Automatic Extraction and Compensation of P-Bit Device Variations in Large Array Utilizing Boltzmann Machine Training

TL;DR

This paper introduces a novel method combining a behavioral model, Boltzmann machine learning, and an Ising Hamiltonian to automatically extract and compensate device variations in large P-Bit arrays, enhancing the practicality of Ising computation.

Contribution

It presents a scalable automatic variation extraction algorithm and a weight compensation method for large P-Bit arrays, enabling accurate Ising computations despite device variations.

Findings

Successfully extracted device variations in large P-Bit arrays.

Demonstrated accurate solutions to TSP and integer factorization problems.

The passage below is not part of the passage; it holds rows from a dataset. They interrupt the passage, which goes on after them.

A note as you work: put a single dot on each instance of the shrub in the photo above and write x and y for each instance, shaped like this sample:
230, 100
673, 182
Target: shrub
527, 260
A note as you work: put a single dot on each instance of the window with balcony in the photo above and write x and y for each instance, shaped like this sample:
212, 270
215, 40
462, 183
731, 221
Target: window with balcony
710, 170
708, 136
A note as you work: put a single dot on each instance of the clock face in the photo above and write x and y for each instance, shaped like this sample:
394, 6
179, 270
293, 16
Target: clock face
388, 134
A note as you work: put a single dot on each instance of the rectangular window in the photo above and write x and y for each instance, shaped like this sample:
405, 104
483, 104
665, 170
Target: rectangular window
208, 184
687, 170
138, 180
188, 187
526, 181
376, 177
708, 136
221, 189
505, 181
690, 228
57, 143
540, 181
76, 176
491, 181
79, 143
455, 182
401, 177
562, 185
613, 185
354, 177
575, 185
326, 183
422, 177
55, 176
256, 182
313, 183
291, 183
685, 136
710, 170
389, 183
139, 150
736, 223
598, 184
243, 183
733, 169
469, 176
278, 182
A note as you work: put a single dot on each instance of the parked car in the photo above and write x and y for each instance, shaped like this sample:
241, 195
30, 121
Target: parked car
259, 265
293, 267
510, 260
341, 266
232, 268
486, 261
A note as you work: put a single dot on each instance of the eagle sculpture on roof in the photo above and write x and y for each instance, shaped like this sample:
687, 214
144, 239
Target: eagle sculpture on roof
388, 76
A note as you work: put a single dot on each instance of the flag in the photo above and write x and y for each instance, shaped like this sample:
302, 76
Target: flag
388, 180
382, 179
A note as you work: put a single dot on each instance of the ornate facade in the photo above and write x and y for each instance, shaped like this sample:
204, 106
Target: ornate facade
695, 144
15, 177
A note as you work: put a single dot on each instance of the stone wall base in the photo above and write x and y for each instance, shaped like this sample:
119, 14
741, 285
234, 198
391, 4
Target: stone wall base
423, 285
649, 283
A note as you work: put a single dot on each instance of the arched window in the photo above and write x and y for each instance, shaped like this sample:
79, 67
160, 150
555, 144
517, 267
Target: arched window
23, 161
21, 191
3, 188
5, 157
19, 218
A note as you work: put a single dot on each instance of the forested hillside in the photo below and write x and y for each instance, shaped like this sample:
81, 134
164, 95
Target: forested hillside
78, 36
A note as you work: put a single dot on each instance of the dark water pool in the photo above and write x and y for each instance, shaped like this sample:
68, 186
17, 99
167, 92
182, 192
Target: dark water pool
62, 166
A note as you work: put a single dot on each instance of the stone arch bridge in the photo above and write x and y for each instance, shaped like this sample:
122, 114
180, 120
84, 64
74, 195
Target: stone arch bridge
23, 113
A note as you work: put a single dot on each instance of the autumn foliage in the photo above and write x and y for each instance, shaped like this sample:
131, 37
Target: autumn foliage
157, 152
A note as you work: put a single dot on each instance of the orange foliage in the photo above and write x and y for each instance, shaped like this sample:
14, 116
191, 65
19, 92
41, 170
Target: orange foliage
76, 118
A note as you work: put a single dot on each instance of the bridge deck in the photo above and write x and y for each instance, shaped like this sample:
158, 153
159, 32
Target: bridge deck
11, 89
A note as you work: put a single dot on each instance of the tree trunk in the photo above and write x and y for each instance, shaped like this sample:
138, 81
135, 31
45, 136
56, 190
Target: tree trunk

Showed the method's transferability and scalability in practical applications.

Abstract

Probabilistic Bit (P-Bit) device serves as the core hardware for implementing Ising computation. However, the severe intrinsic variations of stochastic P-Bit devices hinder the large-scale expansion of the P-Bit array, significantly limiting the practical usage of Ising computation. In this work, a behavioral model which attributes P-Bit variations to two parameters {\alpha} and {\Delta}V is proposed. Then the weight compensation method is introduced, which can mitigate {\alpha} and {\Delta}V of P-Bits device variations by rederiving the weight matrix, enabling them to compute as ideal identical PBits without the need for weights retraining. Accurately extracting the {\alpha} and {\Delta}V simultaneously from a large P-Bit array which is prerequisite for the weight compensation method is a crucial and challenging task. To solve this obstacle, we present the novel automatic variation extraction algorithm which can extract device variations of each P-Bit in a large array based on Boltzmann machine learning. In order for the accurate extraction of variations from an extendable P-Bit array, an Ising Hamiltonian based on 3D ferromagnetic model is constructed, achieving precise and scalable array variation extraction. The proposed Automatic Extraction and Compensation algorithm is utilized to solve both 16-city traveling salesman problem(TSP) and 21-bit integer factorization on a large P-Bit array with variation, demonstrating its accuracy, transferability, and scalability.